Emilio turns to face him. Holy shit. I wince at the lethal mix before me of Stryker and Bron
x bad boy.
“Grace’s boyfriend,” James addresses Emilio with that old silky tone that has a soothing levelness to it. “I want to be the first to welcome you. She’s a great girl and if she’s happy with you, then I’m happy to know you. As for Grace’s grandmother, I’d appreciate it if you’d speak respectfully of her. Every one of us here loved her and considered her to be our own grandmother as well, so you can imagine how it comes across for a stranger to be insinuating that she was a control freak. I’m not looking to start trouble with you, but I’d like to get through the rest of the week as smoothly as we can.”

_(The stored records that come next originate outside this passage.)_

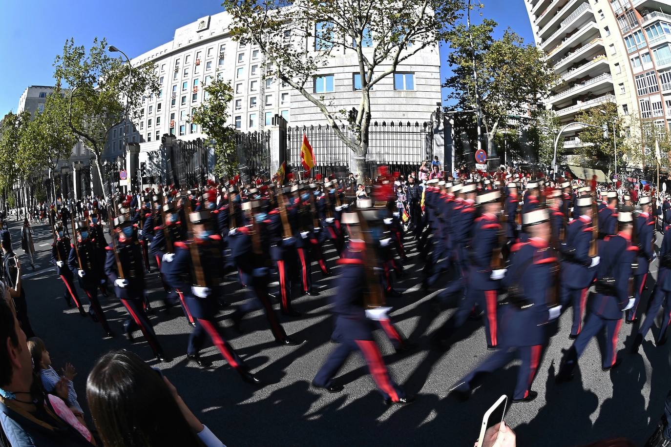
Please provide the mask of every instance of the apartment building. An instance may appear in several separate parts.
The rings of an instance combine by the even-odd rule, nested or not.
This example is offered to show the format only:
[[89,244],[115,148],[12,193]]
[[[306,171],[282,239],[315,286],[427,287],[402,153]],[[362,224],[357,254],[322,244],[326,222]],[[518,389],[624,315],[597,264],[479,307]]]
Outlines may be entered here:
[[[671,121],[671,0],[525,0],[536,44],[563,82],[548,105],[562,123],[608,102],[621,115]],[[578,147],[580,126],[564,134]]]

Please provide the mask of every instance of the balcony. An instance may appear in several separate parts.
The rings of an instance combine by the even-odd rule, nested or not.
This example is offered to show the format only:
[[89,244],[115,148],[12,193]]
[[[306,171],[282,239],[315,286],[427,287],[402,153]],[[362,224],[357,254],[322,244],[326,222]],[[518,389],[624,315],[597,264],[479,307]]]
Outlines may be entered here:
[[[608,59],[605,56],[601,54],[597,56],[586,64],[566,72],[562,76],[562,79],[564,82],[568,82],[572,79],[576,79],[586,75],[590,70],[606,70],[609,68],[610,68],[610,66],[608,64]],[[595,74],[597,74],[597,73],[595,73]]]
[[563,92],[560,92],[556,94],[551,96],[548,101],[550,103],[554,104],[555,103],[557,103],[562,99],[570,98],[574,94],[577,94],[584,91],[587,87],[592,86],[593,88],[601,84],[613,84],[613,77],[611,76],[610,73],[604,73],[603,74],[598,76],[596,78],[592,78],[592,79],[586,80],[582,84],[574,85],[568,90],[565,90]]
[[557,39],[562,35],[568,34],[576,27],[580,26],[580,20],[584,17],[594,17],[594,14],[592,13],[592,7],[587,3],[580,5],[577,9],[571,13],[570,15],[564,19],[560,24],[559,29],[548,38],[546,40],[544,40],[541,44],[541,47],[544,49],[547,49],[550,46],[550,44],[557,42]]
[[560,109],[557,111],[557,116],[559,117],[566,117],[587,109],[591,109],[604,103],[614,103],[615,101],[615,95],[611,94],[604,94],[603,96],[590,99],[584,103],[578,103],[578,104],[564,107],[564,109]]
[[[560,42],[559,45],[556,46],[552,50],[548,52],[548,56],[552,56],[553,54],[556,54],[557,52],[562,50],[563,48],[566,48],[566,47],[570,47],[572,45],[580,42],[580,40],[584,39],[585,38],[588,39],[590,38],[593,38],[593,36],[588,36],[588,34],[591,31],[595,31],[594,34],[596,35],[596,31],[597,31],[598,28],[597,28],[597,23],[593,21],[590,21],[576,31],[575,33],[564,39],[564,42]],[[542,45],[541,46],[542,46]]]
[[[584,3],[582,3],[582,5],[578,6],[578,8],[575,9],[575,10],[567,17],[566,13],[570,11],[571,8],[574,8],[576,4],[577,4],[578,2],[584,2]],[[570,1],[566,5],[564,5],[564,7],[559,11],[559,12],[558,12],[554,15],[554,17],[550,19],[550,21],[548,21],[548,23],[538,31],[538,36],[542,38],[544,36],[546,36],[548,31],[551,31],[554,27],[556,26],[557,22],[562,16],[564,16],[565,18],[564,20],[562,21],[562,23],[560,25],[560,29],[564,27],[564,22],[566,22],[567,20],[569,20],[570,19],[572,19],[572,16],[573,16],[574,14],[576,14],[576,13],[578,13],[578,10],[580,9],[580,8],[584,7],[584,9],[587,9],[587,7],[589,7],[589,3],[585,2],[584,0],[570,0]],[[584,10],[584,9],[583,9],[583,11]],[[580,13],[578,13],[575,17],[577,17],[579,15]]]
[[586,45],[583,45],[572,53],[569,53],[564,56],[564,58],[554,64],[554,70],[556,72],[561,72],[564,67],[567,66],[568,63],[572,60],[576,60],[579,58],[586,56],[590,52],[598,52],[603,48],[603,41],[597,38]]

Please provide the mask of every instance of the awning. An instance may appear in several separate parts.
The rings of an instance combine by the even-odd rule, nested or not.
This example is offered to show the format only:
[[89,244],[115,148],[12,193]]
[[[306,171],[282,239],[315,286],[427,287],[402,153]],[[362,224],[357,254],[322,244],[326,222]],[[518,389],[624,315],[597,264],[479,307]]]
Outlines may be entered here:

Oh my God. James has taken some anger management classes. Not that his compliments mean anything to me—that car roared out of the garage a long time ago—but James Stryker making peace with someone instead of pounding them into agreement? It’s like watching a gorilla go soft over a kitten.
Except that Emilio isn’t a kitten. His jaw slides forward as he uses his luggage to maneuver James to the side of the stairs. Emilio balances one suitcase on the bottom step and takes two steps up, before turning back to tower over James. It appears that Emilio’s making an effort to talk civilly, as he smoothes down his hair and checks the buttons on the protruding wrist cuffs of his tailored shirt, but I know by his stance and gestures, he’s not calm at all.
Emilio looks every bit a counselor with a thriving New York practice. In fact, he was my counselor, although I visited him to work through my issues with self esteem in relation to climbing the corporate ladder, instead of the issues from my past that are currently hunkered down all over Gada’s house.
James folds his arms across his chest, head craned upward to listen. If I can still read James’s body, then he’s preparing himself for anything Emilio might throw at him.
I hope both can keep their cool. Emilio might look like a gorky pencil pusher in his business suit, but he’s a Bronx boy with one beefcake of a body tucked beneath all the pinstripes. He earned his fighting chops, along with a juvenile record to boot. Both of these men—my ex and my current boyfriend—are more similar than they realize. If this gets ugly, the rest of us might have to spend the night cleaning brains off Gada’s wood floors.